A Vidyadhara Youth's Notes
A notebook left behind in the Scalegorge Waterscape by a young scholar of Vidyadhara heritage. It details his fantasies about the history of the Vidyadhara.

A Vidyadhara Youth's Notes

My teacher says, if people don't remember where they come from, then they'll be similarly confused about which direction they should go.

School's out, so I've come to the Scalegorge Waterscape to find out about the history of us Vidyadhara.

In our textbooks, we came out of a primordial ocean, a Roiling Deep just like this one — but far vaster than the tiny reaches of these Lunarescent Depths. There is an ocean as far as the eye can see — covering up the entire planetary surface.

Our ancestors lived a carefree life together in the Roiling Deep with countless other living things.

Back then, we could still use the power gifted to us by our dragon ancestor, Long. As the prime species among sea life in the Roiling Deep, everything was under our control. If a fish species was too bony, we'd remove the bones from inside their body. If a sea beast was too small, we'd fatten it up and make it proliferate. And if a seaweed was too bitter, we'd sweeten it until it was delicious.
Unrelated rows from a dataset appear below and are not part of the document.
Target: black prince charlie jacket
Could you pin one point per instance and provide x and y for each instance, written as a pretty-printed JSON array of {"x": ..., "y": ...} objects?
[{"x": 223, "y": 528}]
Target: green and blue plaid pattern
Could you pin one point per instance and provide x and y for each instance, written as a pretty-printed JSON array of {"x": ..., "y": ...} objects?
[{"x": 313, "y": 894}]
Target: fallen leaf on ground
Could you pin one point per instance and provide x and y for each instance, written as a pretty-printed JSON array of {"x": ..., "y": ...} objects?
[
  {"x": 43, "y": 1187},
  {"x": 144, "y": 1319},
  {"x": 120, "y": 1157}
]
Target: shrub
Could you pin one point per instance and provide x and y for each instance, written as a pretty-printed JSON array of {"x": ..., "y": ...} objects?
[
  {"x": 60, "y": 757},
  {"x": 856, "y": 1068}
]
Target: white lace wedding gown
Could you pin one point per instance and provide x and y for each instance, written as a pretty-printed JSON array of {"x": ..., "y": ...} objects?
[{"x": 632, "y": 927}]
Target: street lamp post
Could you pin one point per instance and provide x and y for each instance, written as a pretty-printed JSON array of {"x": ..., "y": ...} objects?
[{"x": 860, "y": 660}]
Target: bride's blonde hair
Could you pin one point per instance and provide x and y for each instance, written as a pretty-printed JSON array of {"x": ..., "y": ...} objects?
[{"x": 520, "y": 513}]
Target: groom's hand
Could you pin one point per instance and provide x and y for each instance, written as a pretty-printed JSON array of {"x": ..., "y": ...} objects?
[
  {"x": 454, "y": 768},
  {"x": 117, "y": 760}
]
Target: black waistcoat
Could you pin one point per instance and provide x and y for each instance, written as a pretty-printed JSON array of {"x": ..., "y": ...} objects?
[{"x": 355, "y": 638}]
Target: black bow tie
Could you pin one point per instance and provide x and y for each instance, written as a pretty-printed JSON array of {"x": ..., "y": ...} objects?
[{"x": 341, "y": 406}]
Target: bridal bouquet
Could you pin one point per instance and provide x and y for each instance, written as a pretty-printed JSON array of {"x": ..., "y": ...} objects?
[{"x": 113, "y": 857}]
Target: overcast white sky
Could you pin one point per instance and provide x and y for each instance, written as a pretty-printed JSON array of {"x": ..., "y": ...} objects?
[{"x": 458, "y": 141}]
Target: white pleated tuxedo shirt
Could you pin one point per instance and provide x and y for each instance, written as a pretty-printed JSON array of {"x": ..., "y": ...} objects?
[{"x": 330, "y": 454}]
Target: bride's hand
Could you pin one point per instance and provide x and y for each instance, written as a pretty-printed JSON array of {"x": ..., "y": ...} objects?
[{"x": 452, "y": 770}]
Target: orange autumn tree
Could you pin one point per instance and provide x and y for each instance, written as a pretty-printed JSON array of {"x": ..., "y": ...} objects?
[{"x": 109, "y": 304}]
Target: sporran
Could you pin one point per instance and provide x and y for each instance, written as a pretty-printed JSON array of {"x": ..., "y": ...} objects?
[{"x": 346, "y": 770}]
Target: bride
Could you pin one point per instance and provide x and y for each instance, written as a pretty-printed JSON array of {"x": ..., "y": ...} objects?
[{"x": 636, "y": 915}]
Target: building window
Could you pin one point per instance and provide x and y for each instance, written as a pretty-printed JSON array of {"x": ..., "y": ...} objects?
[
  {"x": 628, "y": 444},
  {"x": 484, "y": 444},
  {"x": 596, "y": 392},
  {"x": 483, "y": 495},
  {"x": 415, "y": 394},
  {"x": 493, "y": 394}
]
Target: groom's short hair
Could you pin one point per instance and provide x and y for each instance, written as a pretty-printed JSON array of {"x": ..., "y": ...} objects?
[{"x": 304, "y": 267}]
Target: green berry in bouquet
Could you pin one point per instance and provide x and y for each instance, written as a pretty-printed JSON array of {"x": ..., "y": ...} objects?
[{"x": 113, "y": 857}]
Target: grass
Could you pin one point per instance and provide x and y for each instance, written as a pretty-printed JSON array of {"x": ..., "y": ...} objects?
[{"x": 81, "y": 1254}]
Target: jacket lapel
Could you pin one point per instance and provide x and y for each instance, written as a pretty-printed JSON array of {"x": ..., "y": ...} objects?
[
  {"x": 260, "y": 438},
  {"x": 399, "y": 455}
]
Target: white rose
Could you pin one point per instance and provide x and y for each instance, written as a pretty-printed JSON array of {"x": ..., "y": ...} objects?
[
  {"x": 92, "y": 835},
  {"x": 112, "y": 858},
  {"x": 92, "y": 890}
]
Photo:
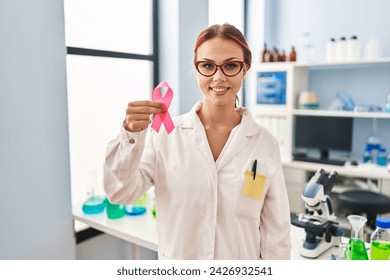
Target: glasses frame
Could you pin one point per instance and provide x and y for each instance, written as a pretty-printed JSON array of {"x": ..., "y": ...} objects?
[{"x": 219, "y": 66}]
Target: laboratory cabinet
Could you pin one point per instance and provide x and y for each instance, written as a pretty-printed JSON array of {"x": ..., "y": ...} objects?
[
  {"x": 366, "y": 82},
  {"x": 372, "y": 177}
]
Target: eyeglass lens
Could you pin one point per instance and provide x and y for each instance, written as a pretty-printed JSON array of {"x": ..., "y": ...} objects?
[{"x": 229, "y": 68}]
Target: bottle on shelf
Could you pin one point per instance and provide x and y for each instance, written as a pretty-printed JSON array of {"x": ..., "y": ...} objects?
[
  {"x": 380, "y": 240},
  {"x": 264, "y": 53},
  {"x": 374, "y": 143},
  {"x": 382, "y": 157},
  {"x": 353, "y": 49},
  {"x": 341, "y": 49},
  {"x": 388, "y": 103},
  {"x": 275, "y": 55},
  {"x": 307, "y": 47},
  {"x": 293, "y": 54},
  {"x": 331, "y": 50},
  {"x": 367, "y": 156},
  {"x": 283, "y": 56}
]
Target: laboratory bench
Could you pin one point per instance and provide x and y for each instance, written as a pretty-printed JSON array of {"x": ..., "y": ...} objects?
[
  {"x": 298, "y": 173},
  {"x": 142, "y": 231}
]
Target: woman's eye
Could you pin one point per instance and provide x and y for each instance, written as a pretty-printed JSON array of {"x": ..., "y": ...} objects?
[
  {"x": 231, "y": 66},
  {"x": 207, "y": 66}
]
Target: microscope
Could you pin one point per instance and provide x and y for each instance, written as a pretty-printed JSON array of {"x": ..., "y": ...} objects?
[{"x": 319, "y": 221}]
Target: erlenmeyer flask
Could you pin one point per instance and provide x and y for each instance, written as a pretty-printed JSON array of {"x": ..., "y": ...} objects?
[{"x": 94, "y": 204}]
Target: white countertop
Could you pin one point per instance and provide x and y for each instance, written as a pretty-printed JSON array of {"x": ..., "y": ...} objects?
[
  {"x": 142, "y": 231},
  {"x": 369, "y": 171}
]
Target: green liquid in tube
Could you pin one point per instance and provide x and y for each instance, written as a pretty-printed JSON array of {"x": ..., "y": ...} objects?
[
  {"x": 114, "y": 211},
  {"x": 380, "y": 251},
  {"x": 356, "y": 250}
]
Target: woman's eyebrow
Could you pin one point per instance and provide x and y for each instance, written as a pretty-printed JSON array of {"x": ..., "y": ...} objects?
[{"x": 225, "y": 60}]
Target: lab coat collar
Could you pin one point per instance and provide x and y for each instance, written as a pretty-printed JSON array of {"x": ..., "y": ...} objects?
[
  {"x": 191, "y": 119},
  {"x": 246, "y": 130}
]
My teacher says that back then, we could use our powers derived from Long to change the form of any creature, as easily as children playing with modeling clay. Our ancestors could modify fish into a thick mountain of meat and gouge meat from this mountainous mass whenever they wanted a bite to eat. Back then, crabs could have thousands of legs, each leg filled with delicious crab meat.

I wish that we could go back to those days, but my teacher says that we can never return.
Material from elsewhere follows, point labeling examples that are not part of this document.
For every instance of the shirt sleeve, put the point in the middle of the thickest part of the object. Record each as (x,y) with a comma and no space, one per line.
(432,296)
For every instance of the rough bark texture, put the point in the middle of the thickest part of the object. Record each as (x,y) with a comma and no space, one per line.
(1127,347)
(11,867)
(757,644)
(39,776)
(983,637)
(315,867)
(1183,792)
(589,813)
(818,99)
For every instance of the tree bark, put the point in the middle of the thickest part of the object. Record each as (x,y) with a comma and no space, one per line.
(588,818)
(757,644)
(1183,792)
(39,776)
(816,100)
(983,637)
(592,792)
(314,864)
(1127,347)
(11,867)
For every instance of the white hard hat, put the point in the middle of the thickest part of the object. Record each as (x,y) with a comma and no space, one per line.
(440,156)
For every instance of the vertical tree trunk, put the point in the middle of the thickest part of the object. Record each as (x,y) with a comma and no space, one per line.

One day, when we could no longer control the powers of our dragon ancestor, all of the creatures in the entire ocean became our enemies. The fish were toxic, the sea beasts hostile, and even the seaweed could prey upon us. Later on, even the microscopic creatures in the Roiling Deep became dangerous. They multiplied until the oceans were no longer fit for our survival.

Even later on, we became a member of the Xianzhou Alliance. Life is good aboard the Xianzhou, but the freedom of the ocean is something we will never know again.

But my teacher also says that people should live with the future in mind, and we shouldn't suffocate ourselves with nostalgia. So I believe that even though we'll never be able to go back to our ocean home, so long as I can become an adult of adequate merit, then I will definitely build a more beautiful future than the past.